On a répondu aux sollicitations …
Les journalistes d’Audiweb ont mené l’enquête en répondant comme n’importe quel patient à une sollicitation par téléphone et une autre par un SMS.
Le SMS annonçait : « Nous recherchons encore 10 volontaires pour tester nos nouveaux appareils auditifs gratuitement ». Un lien menait à un questionnaire. Le nom qui s’affichait, était celui que je n’utilise que pour mon fournisseur d’Internet. Ainsi, je comprends que ce démarchage provient de l’achat de fichier bien documenté. Il est écrit qu’il faut que je réponde à deux questions pour vérifier mon éligibilité. Je m’exécute. « Avez-vous une mutuelle » et « à quelle fréquence avez-vous des difficultés à écouter ». J’envoie mes réponses par un simple clic sur l’écran de mon smartphone. A peine une minute plus tard, mon téléphone sonne et on me propose de répondre à quelques questions pour prendre rendez-vous chez un audioprothésiste. Mon interlocutrice se présente comme l’assistante de l’audioprothésiste. Elle me pose d’abord un certain nombre de questions sur mon âge, mes difficultés d’audition, mon appréciation sur celles-ci et leurs circonstances. Puis elle me demande dans quelle ville et quel arrondissement j’habite. Elle me propose alors plusieurs adresses d’audioprothésistes, tous de la même enseigne. Le jour dit, je me rends au rendez-vous. Pour avoir fait un test récemment, je sais que mon audition a baissé mais de façon raisonnable pour mon âge. Toutefois, je ressens une gêne réelle dans le bruit. L’audioprothésiste me reçoit, me pose différentes questions sur mes difficultés d’audition, vérifie mes tympans et me propose de mettre un casque pour les différents tests. Elle m’explique les tests de façon détaillée. A la fin, elle me rassure et me détaille mes résultats. Mon audition est normale. J’insiste un peu en disant qu’elle n’a pas testé dans le bruit mais elle sourit et me dit qu’avec mes résultats, ce test n’est pas nécessaire et que je n’ai pas besoin d’être appareillée. C’est la réponse que devrait apporter tout audioprothésiste sérieux dans pareil cas. Elle imprime mes résultats et me propose de me recontacter dans un an pour vérifier que tout va toujours bien. Je lui demande si elle sait comment j’ai été recrutée mais elle n’en sait rien. Mon numéro lui a été transmis par sa responsable.
Une approche mensongère mais des audioprothésistes la plupart du temps sérieux
Bien que le message d’accroche fût clairement hors la loi et mensonger, le rendez-vous a été tout à fait correct et professionnel.
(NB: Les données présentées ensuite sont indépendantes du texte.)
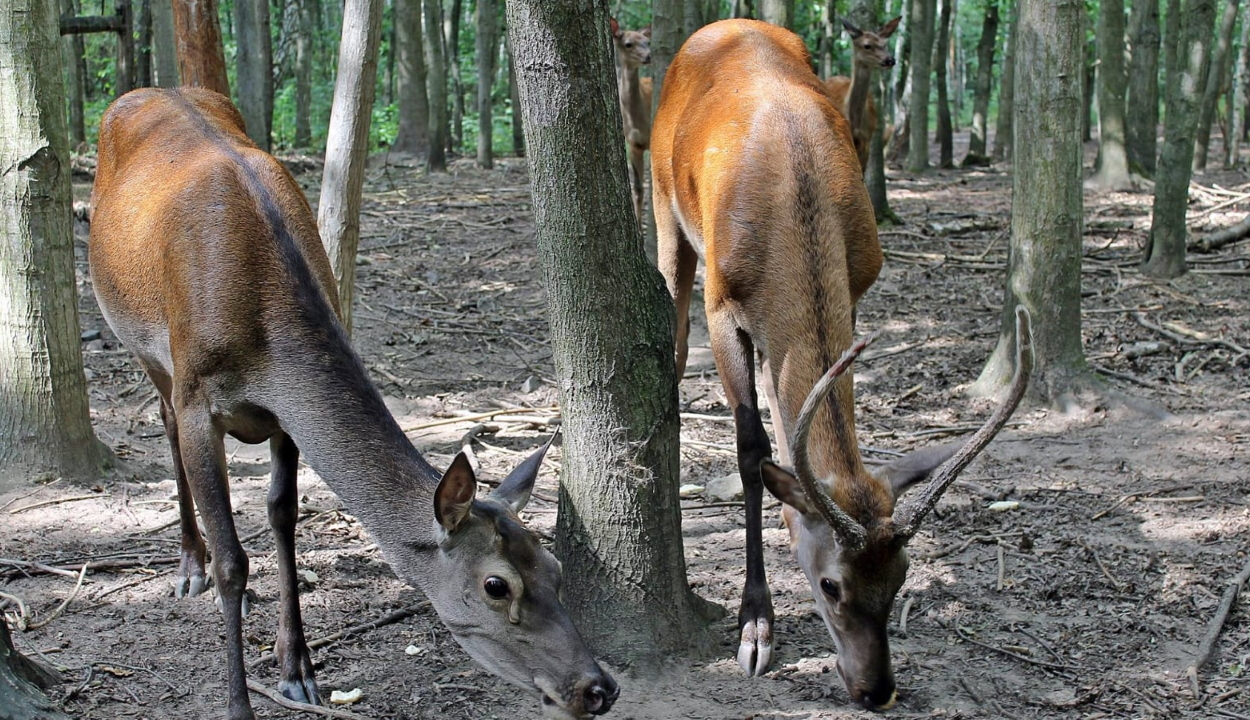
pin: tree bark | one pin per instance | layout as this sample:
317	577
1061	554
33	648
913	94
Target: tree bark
619	529
488	50
1165	253
1044	265
201	60
254	64
1113	156
436	81
1141	128
44	421
1214	84
414	106
921	54
976	140
346	146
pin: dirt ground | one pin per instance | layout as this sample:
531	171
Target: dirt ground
1088	600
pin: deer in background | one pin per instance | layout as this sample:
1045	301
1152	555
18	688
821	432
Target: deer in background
754	170
206	263
853	95
633	51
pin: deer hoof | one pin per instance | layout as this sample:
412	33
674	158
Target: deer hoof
755	649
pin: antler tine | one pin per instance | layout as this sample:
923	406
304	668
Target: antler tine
915	511
850	531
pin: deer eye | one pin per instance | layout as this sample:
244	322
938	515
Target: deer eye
830	589
496	588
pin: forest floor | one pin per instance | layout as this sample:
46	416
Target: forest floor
1088	600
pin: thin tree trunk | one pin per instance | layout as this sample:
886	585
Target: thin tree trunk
348	144
44	421
436	86
1044	265
1141	116
488	50
921	55
1165	253
200	59
1113	156
414	106
976	140
619	529
1214	83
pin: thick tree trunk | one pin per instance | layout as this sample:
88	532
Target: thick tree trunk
1044	266
254	66
1141	116
619	530
44	420
1113	156
984	83
921	54
414	106
1214	84
436	86
200	59
346	145
488	50
1165	253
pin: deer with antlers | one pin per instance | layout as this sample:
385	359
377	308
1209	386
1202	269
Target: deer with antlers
754	170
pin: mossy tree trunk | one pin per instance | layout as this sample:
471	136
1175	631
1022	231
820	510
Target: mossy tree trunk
619	530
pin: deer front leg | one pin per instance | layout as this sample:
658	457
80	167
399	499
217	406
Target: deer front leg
298	679
735	363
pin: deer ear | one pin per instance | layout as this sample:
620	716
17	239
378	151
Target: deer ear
915	466
455	494
515	489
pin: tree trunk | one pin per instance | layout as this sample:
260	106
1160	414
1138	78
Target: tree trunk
414	106
254	66
619	529
984	81
346	145
1214	83
1004	126
1165	253
1141	116
44	421
198	34
304	50
1044	265
436	86
488	50
921	55
1113	156
945	140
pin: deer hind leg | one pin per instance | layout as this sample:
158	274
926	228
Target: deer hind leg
298	680
203	454
735	361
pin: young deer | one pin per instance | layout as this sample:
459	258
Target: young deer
633	51
206	263
853	95
754	170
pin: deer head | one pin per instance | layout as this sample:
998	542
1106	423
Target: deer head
498	590
856	565
870	49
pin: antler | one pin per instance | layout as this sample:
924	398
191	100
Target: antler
849	530
910	515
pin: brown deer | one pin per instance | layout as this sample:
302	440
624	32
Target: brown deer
754	170
208	265
633	51
853	95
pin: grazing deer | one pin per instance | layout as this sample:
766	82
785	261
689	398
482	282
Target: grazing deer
633	51
754	170
853	95
208	265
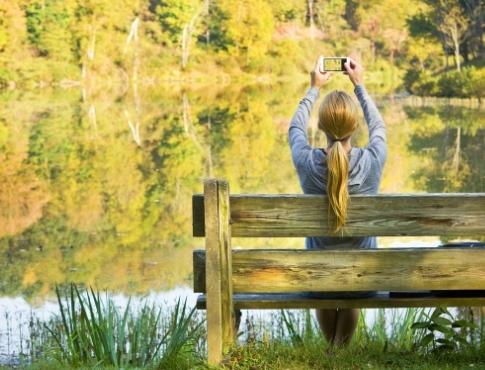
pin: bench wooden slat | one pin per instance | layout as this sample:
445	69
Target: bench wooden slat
299	270
379	215
381	300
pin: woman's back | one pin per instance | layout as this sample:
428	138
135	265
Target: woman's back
364	164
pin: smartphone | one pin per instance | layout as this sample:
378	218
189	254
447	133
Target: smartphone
335	64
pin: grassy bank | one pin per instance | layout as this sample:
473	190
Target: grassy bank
90	331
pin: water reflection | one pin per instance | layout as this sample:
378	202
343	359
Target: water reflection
99	192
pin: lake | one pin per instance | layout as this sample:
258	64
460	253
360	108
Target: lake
97	190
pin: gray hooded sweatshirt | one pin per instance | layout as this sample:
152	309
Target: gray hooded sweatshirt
365	164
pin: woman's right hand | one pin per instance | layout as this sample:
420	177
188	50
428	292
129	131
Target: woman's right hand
355	71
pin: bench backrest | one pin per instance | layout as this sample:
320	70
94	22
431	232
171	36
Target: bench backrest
220	271
376	215
217	215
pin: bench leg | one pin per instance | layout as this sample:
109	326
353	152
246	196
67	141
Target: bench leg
220	311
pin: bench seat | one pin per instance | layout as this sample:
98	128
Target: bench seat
275	278
380	300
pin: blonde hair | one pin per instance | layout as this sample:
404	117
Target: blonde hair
338	118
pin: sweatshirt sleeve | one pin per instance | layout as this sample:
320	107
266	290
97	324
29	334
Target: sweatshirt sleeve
297	133
377	129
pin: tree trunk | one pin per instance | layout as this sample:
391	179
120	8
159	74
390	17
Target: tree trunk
456	43
311	15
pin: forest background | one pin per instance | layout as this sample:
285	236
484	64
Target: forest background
423	47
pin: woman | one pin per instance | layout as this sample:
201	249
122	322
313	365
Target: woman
338	170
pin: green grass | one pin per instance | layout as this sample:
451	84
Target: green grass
91	332
296	343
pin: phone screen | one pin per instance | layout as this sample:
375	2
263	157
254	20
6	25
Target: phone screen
333	64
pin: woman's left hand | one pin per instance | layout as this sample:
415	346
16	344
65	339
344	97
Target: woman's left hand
318	79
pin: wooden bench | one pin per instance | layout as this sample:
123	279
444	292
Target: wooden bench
278	278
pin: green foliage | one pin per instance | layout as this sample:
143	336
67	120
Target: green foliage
48	25
173	15
93	330
441	332
249	27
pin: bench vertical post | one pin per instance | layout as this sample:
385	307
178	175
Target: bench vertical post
220	311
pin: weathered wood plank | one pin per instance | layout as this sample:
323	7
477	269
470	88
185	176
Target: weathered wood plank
285	270
379	215
220	311
381	300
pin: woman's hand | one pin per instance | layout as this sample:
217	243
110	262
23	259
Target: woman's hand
318	79
355	71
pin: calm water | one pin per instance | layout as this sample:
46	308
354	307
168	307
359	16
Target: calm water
97	190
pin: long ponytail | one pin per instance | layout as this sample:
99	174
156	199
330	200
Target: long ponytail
337	191
337	117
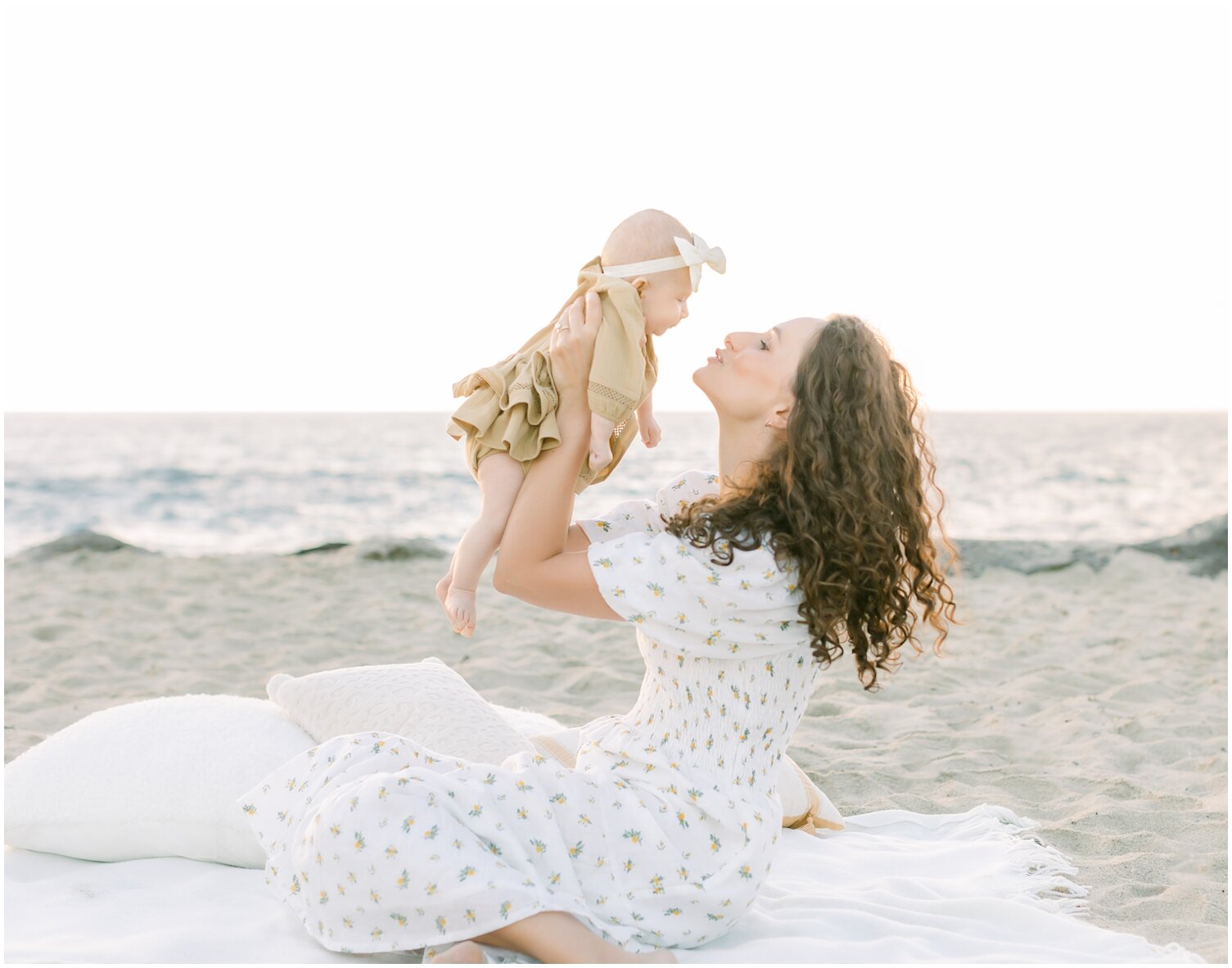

L’audioprothésiste m’a bien expliqué ses démarches et ne m’a pas poussée à l’achat. L’investigation réalisée lors d’un démarchage téléphonique a donné le même résultat, une approche douteuse avec à la fin un audioprothésiste sérieux.
Reste que, selon certains témoignages, ce n’est pas toujours le cas. Il convient donc de rester sur ses gardes et de privilégier une démarche directe en cas de doutes sur son audition, consulter un ORL ou pousser la porte d’un audioprothésiste.